Сразу обозлившись на что-то, он рванулся за печку – там висела его куртка – и быстро, чтобы не успели его остановить, уже открывал дверь, и боялся только, что сам не отодвинет тугую задвижку в сенях. Но родители застыли на своих местах, глядя друг на друга, и опомнились, когда он был уже на улице.
«Ну и холод, ну и холод, ну и холод», – проговаривал он на бегу под каждый шаг. Вот уже и дом Ивановны, той самой старухи, к которой отправила мальчика мать, но окна были темны, и в темноте, к которой привыкли глаза, никого не было ни на крыльце, ни рядом с домом. Он остановился от неожиданности – ведь был уверен, что увидит здесь фигурку одного с ним роста, неподвижную в темноте. И вдруг, подумав, что мальчик мог перепутать и пойти в другую сторону, побежал обратно, но вот уже десять домов осталось позади, а никого не было видно. Он остановился, со страхом глядя вдоль улицы. Горящие окна втягивали в себя свет и вот-вот должны были погаснуть, а ветер порывами бросал твердые, похожие на зерна капли, невидимые вверху деревья шумели, словно доказывая, что никого больше на улице нет, и он не мог поэтому оставаться на месте, оглядывался на бегу. И вдруг вспомнил, как только что стоял у того дома, что виднелся темным силуэтом впереди, и ему показалось, что там шевельнулась тень в такой же, как у него, куртке, без шапки, и стало страшно. Он остановился – оказалось, что у своего дома, – и уже не мог сдвинуться с места, только тихо поворачивал голову то в одну, то в другую сторону – черная пустота была вокруг.

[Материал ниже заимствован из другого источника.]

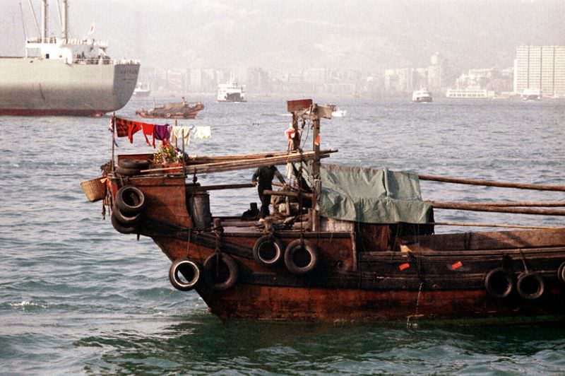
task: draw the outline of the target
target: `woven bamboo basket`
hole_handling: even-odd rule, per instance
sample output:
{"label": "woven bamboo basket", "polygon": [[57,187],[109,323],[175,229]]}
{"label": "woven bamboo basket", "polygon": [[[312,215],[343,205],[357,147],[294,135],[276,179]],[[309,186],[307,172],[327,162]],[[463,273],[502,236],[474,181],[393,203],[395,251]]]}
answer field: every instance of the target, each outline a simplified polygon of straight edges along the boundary
{"label": "woven bamboo basket", "polygon": [[102,199],[106,196],[106,184],[102,182],[102,177],[81,182],[81,188],[91,202]]}

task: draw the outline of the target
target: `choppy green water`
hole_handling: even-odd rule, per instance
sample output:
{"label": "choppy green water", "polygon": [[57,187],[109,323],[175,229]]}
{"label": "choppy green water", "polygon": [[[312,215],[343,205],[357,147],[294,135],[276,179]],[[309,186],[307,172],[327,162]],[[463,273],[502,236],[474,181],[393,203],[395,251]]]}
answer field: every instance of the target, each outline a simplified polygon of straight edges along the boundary
{"label": "choppy green water", "polygon": [[[150,102],[138,100],[120,113],[133,116]],[[281,115],[283,100],[204,102],[199,119],[183,123],[212,125],[213,138],[194,141],[191,154],[285,147],[289,118]],[[347,116],[322,122],[322,147],[340,149],[332,161],[565,184],[565,102],[339,104]],[[402,322],[220,322],[195,293],[170,286],[169,261],[150,240],[118,234],[102,221],[101,204],[85,199],[80,182],[97,176],[109,156],[107,123],[107,118],[0,118],[0,372],[565,372],[561,324],[426,323],[408,329]],[[138,136],[133,146],[120,140],[119,150],[148,151]],[[251,173],[201,180],[247,182]],[[422,185],[427,199],[565,201],[562,192]],[[213,213],[240,213],[255,195],[251,189],[215,192]],[[457,211],[437,213],[436,220],[564,224],[557,217]]]}

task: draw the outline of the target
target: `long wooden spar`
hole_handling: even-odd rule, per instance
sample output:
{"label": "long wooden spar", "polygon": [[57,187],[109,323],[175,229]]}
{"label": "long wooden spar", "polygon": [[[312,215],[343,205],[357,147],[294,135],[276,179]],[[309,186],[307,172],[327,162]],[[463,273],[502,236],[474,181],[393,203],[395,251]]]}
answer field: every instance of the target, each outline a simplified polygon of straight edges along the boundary
{"label": "long wooden spar", "polygon": [[466,184],[472,185],[484,185],[486,187],[499,187],[501,188],[518,188],[519,189],[533,189],[537,191],[561,191],[565,192],[564,185],[547,185],[528,183],[513,183],[509,182],[494,182],[492,180],[482,180],[475,179],[459,179],[456,177],[447,177],[444,176],[418,175],[420,180],[429,180],[432,182],[442,182],[444,183]]}
{"label": "long wooden spar", "polygon": [[[336,153],[337,150],[324,150],[320,151],[319,158],[324,158],[330,156],[330,154]],[[269,154],[267,154],[269,155]],[[211,163],[200,163],[196,165],[189,165],[184,168],[184,173],[185,175],[192,174],[205,174],[210,172],[221,172],[225,171],[234,171],[237,170],[244,170],[248,168],[255,168],[258,167],[266,167],[274,165],[285,165],[286,163],[291,163],[295,162],[300,162],[302,160],[311,160],[316,158],[314,152],[303,152],[303,153],[272,153],[274,155],[272,157],[263,157],[254,156],[248,158],[246,159],[232,159],[224,160],[222,162],[215,162]],[[242,155],[242,157],[244,157]],[[233,158],[233,157],[232,157]],[[171,170],[179,170],[179,166],[162,168],[153,168],[148,170],[143,170],[141,172],[166,172]]]}

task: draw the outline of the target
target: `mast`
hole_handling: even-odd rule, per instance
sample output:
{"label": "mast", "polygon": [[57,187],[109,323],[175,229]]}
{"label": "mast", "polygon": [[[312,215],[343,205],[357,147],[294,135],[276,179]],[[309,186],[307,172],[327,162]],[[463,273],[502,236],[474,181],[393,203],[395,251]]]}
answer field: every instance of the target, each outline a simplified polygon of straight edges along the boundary
{"label": "mast", "polygon": [[31,3],[31,0],[28,0],[28,4],[30,6],[30,9],[31,10],[31,14],[33,16],[33,22],[35,24],[35,30],[37,32],[37,35],[41,37],[41,31],[40,31],[40,23],[37,22],[37,16],[35,16],[35,9],[33,8],[33,4]]}
{"label": "mast", "polygon": [[62,37],[63,43],[66,43],[69,39],[69,2],[67,0],[63,0],[63,15],[62,15]]}
{"label": "mast", "polygon": [[44,42],[47,39],[47,0],[41,0],[41,41]]}

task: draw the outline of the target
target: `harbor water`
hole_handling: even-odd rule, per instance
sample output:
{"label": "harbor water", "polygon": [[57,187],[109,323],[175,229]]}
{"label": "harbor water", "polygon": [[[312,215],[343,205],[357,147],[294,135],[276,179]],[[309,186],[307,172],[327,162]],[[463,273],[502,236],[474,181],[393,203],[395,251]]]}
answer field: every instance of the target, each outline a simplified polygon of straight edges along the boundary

Он посмотрел на дом, который показался совсем чужим; как при молнии, белый свет на мгновение вспыхнул, осветил незнакомые вдруг стены, и огонь в окнах погас от этой вспышки. Он чувствовал, что надо куда-то бежать, искать то место, где все станет привычным и спокойным, но ноги не двигались от внутреннего страха. Сделав несколько шагов, он сел на скамейку – в темноте она не была заметна, но привычно, словно сама собой, подтолкнула под колени. Ноги освободились от тревоги, и он перестал чувствовать свое тело. Ветер шумел над ним, провода гудели, словно кто-то натягивал их и отпускал, и этот гул втягивал, вбирал в себя все напряжение. Уже спокойно он стал представлять себя дома, сидящим в темноте у окна – прямо перед глазами стекали по стеклу с искрами далекого света дрожащие капли. Слыша над собой шум деревьев, гул проводов и чувствуя, как вода стекает ему за воротник, он уже помещал в представленную ясную картину того мальчика, которого не нашел на улице.
Кто-то тронул его за плечо. Не испугавшись, он открыл глаза и поднял голову. Рядом стоял отец, у него в руках была шапка, но он словно не решался ее протянуть. «Ну что ты, что ты так разволновался. Наверное, нашел он свой дом, иначе бы вернулся». – Отец старался говорить спокойно. Встрепенувшись от этих слов – наверное, ожидал, что отец будет его ругать, – он взял шапку, надел ее на мокрую голову и ничего не ответил. «Ну пойдем в дом, а то простынешь».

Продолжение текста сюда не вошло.